O alojamento tem uma grande aposta na oferta dos passeios a cavalo, e já conta com cerca de 30 animais, mas Angélique confessa que esta não é uma das suas actividades: “É engraçado, tenho um bocado de medo de cavalos. Estou a fazer amizade com eles, mas ainda não estou preparada para montar”.
Feltragem continua viva na ilha
e lã vem das ovelhas locais
É também no Faial que Angélique tem se dedicado à feltragem. Conta que adora criar novas coisas e que durante a pandemia reparava algumas roupas com lã, mas que foi na ilha azul, no Inverno, que começou a fazer arte a partir da lã. O processo é livre e intuitivo: “Quando começo não sei o que vai sair dali”. Das suas mãos têm nascido flores coloridas que servem de decoração ou acessórios, animais marinhos, e muitos outros objectos.
Esse recurso usado pela artesã vem das ovelhas do Faial, que um habitante da freguesia dos Cedros lhe cedeu. Os seus produtos, bem como os de outros artesãos da ilha, são expostos e divulgados pelo Centro de Artesanato do Capelo, que a convidou a apresentar a 1.ª edição do workshop de feltragem, que acontecerá a oito de Abril, revela a artesã. Para Verdel, é importante que estas e outras actividades incluem estrangeiros e habitantes.
“Fábrica da Luz”consiste em
retiros para quem se sente vazio,
exausto ou quer se reencontrar
Angélique viu nos Açores uma oportunidade e um local propício para desenvolver um projecto com o qual sonhava. Com ‘Fábrica da Luz’, a instrutora ajuda quem se sente vazio e sem rumo e que precisa de passar algum tempo sozinho para reencontrar o propósito da sua vida, através da meditação, encontros de partilha de experiências, treinos de respiração (breath coaching) e de vida (life coaching). O objectivo é relembrar as pessoas sobre os seus sonhos e talentos e sobre “quem realmente são”.
“Às vezes, as pessoas ficam neste comboio da vida e esquecem-se de saírem. E a partir de certo ponto não sabem para onde estão a ir”, nota. Para a holandesa, os Açores são o lugar ideal para ver as coisas de outras perspectiva e a natureza faz já parte do trabalho: “Quando as pessoas vêm cá e olham para o mar conseguem relaxar e eu posso ajudá-las a libertar as suas tensões. Foi por isso que comecei a ‘Fábrica da Luz’. É sempre um perigo as pessoas perderem-se e esquecerem-se quem realmente são. Acho que quando se tem muitos dons e talentos – toda a gente os tem - devem segui-los, porque eles são a bússola na vida”.

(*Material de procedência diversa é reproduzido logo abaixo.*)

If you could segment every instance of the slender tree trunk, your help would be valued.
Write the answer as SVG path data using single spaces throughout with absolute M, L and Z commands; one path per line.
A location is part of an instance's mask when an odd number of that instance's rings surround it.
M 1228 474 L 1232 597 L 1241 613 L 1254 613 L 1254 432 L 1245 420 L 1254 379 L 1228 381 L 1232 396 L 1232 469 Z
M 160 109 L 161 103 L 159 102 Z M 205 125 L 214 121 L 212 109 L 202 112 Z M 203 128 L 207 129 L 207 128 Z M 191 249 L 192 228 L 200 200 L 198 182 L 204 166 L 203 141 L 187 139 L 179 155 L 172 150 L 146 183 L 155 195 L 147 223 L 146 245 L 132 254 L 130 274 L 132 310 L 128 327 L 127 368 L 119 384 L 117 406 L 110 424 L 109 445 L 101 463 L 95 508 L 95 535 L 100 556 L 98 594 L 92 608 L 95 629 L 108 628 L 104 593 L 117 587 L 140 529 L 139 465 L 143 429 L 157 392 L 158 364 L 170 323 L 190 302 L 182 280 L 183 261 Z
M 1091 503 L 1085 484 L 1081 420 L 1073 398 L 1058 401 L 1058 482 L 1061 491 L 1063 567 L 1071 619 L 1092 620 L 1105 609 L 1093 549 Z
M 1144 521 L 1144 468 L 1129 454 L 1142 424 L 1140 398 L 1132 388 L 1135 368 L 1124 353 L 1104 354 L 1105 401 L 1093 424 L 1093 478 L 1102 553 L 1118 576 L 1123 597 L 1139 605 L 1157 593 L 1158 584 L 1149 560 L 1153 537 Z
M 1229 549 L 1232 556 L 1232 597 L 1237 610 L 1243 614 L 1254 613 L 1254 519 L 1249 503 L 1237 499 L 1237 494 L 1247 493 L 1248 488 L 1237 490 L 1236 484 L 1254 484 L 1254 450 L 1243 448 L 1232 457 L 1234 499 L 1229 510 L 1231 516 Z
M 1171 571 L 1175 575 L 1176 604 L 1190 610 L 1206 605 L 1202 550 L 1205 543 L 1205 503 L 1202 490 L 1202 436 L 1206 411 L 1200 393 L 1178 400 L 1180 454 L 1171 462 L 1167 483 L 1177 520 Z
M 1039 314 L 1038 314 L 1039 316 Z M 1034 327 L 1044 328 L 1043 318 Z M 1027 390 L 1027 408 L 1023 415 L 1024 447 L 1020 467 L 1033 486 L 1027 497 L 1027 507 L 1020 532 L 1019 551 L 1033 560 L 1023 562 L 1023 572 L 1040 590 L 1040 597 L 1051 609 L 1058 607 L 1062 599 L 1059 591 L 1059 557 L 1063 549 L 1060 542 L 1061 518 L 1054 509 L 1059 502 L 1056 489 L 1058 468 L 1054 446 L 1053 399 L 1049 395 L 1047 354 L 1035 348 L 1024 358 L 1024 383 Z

“Cada ilha é diferente. Visitar outra
ilha é como ir de férias”
Angélique rapidamente percebeu que cada ilha açoriana é única e tem muito para oferecer: “É como se fosse umas pequenas férias quando vais a outra ilha”, sente, nomeadamente quanto atravessa o canal para ir ao Pico. A sua formação de guia também permitiu-lhe ficar a par das tradições e da história dos Açores. “Aprendi muito sobre baleação, vinha, vulcões. Sei cada vez mais”.
Tendo já explorado oito ilhas, só lhe falta a mais antiga, Santa Maria. São vários os lugares que adora no arquipélago. No Faial, adora ir à Caldeira. Na Graciosa, considera que lá se pode sentir a essência dos Açores. Gosta também de São Miguel, “mas não na época alta”. Conta que um sítio “especial” para si, é o Faial da Terra e também a Povoação, que considera não ser um lugar muito “turístico”, mas que é lindo de explorar. Na Terceira, a guia encontrou a sua cidade açoriana preferida, Angra do Heroísmo. Em São Jorge, adora caminhar, adora os trilhos e as fajãs. No Pico, o seu lugar de eleição são as Lajes. Reconhece também a beleza das Flores e do Corvo, mas não se imaginava a viver numa ilha tão pequena, admite.